With an almost 15 year gap between the publication of books dealing with Athas? And no, Eberron doesn't feel like 3e's core setting to me. It feels like someone's taken the 3e core rules seriously and run with the technomages it produced while letting the Hand of Vecna fall by the wayside.

Huh? What are you arguing here?

Not sure what the 15 years between 2e and 4e Athas has to do with anything. Both versions did moderately well reshaping the assumptions the 2e/4e PHB/DMG/MM made, all while keeping the core assumptions of the game in the books. When the Dark Sun box set came out, they didn't replace my PH with an Athas-based one (or a generic one lacking gnomes, named spells, and metal weapons); they let the box set tell me what was different. Hell yes in contradicted the default assumptions of the PH, that was the point.

The same was true in Eberron; "if it exists in D&D, it exists in Eberron" was a selling point to the setting, but they should have added "but not in form you might remember." Eberron, like Dark Sun (or Ravenloft, or Dragonlance) plays with D&D's expected tropes and signatures. But to play with the default, you have to first establish the default! You can't deviate from the norm if there is no norm. So setting a default and then letting Eberron or Dark Sun or whatever deviate from it is perfect. And if I don't use either? I have a perfectly usable fallback to rely on.

Pity the fool who has to make the PH generic enough to work seamlessly with both of them.
 

At that point, the question is, what do you mean by "morals" and "morality?"

Actually, I disagree - I think that at that point, the question is what do you mean by "objective morality," since I don't think that it's empirically provable.

I mean the arrangement of personal behaviors to achieve a good life. And yes, I think it is empirically provable, that is objective, that being fit and healthy is morally superior to being a drug addict, for a low-hanging example.

Leaving aside your undefined nature of what constitutes a "good life" - let alone what "arrangement of personal behaviors" you're talking about - that example is a rather poor one, since it defines anyone who has a particular medical condition (which is what drug addiction is) as somehow being less moral that someone who doesn't have that condition. By your example, anyone who is struggling with drug addiction is living a less morally-worthwhile life than someone who hasn't had to; that's not an example of objective morality, but of personal judgment over another person's worth.

That some pursue self-destructive behavior does not argue against an objective nature to ethics, any more than someone believing the world is flat argues against objective physics.
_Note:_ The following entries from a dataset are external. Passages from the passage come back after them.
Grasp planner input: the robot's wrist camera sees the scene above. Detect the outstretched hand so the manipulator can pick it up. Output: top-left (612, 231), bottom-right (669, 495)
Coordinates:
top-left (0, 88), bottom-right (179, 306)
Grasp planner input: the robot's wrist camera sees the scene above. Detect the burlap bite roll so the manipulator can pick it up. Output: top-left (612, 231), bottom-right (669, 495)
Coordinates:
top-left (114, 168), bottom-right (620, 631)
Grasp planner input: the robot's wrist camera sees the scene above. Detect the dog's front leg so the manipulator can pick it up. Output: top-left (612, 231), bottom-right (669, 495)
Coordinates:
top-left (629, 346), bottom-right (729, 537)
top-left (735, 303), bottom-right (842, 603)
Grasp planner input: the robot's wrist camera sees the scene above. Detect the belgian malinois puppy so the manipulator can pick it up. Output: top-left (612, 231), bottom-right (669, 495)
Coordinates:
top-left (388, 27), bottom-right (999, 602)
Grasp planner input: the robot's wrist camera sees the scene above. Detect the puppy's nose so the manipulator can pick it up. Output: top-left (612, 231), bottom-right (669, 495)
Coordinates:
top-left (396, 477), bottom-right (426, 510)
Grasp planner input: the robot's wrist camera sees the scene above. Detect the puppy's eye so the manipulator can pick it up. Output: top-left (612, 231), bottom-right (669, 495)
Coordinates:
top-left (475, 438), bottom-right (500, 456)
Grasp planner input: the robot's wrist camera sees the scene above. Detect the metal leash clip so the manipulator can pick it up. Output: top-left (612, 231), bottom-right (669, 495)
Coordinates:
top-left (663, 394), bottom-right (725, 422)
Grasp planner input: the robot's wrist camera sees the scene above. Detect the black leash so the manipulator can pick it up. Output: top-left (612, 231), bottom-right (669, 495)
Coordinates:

The idea of "certain behaviors arguing against the objective nature to ethics" sets up a faulty premise - it presumes that there is an objective nature to ethics that needs to be argued against to begin with. Rather, the premise of objective ethics in the first place is a positive assertion; those who argue that such a thing exist have the burden of proof placed on them to show that it does, rather than the burden being placed on others to show why it does not. (That's not even getting into the point that "circumstantial evidence of an objectively physical world" is not directly comparable to "circumstantial evidence of an objective morality," as I pointed out in my previous post.)

Even if that weren't the case, the premise of this stance is undone by its lack of definitions anyway - does someone who doesn't eat the healthiest option at every meal, even if they'd enjoy a less-healthy meal more, "pursue self-destructive behavior"? Is your life less moral if you skip exercising and decide to order a pizza?

This entire rational is based on little more than lionizing a set of norms to such a degree that they're eventually characterized as "so good it just has to be external to myself!"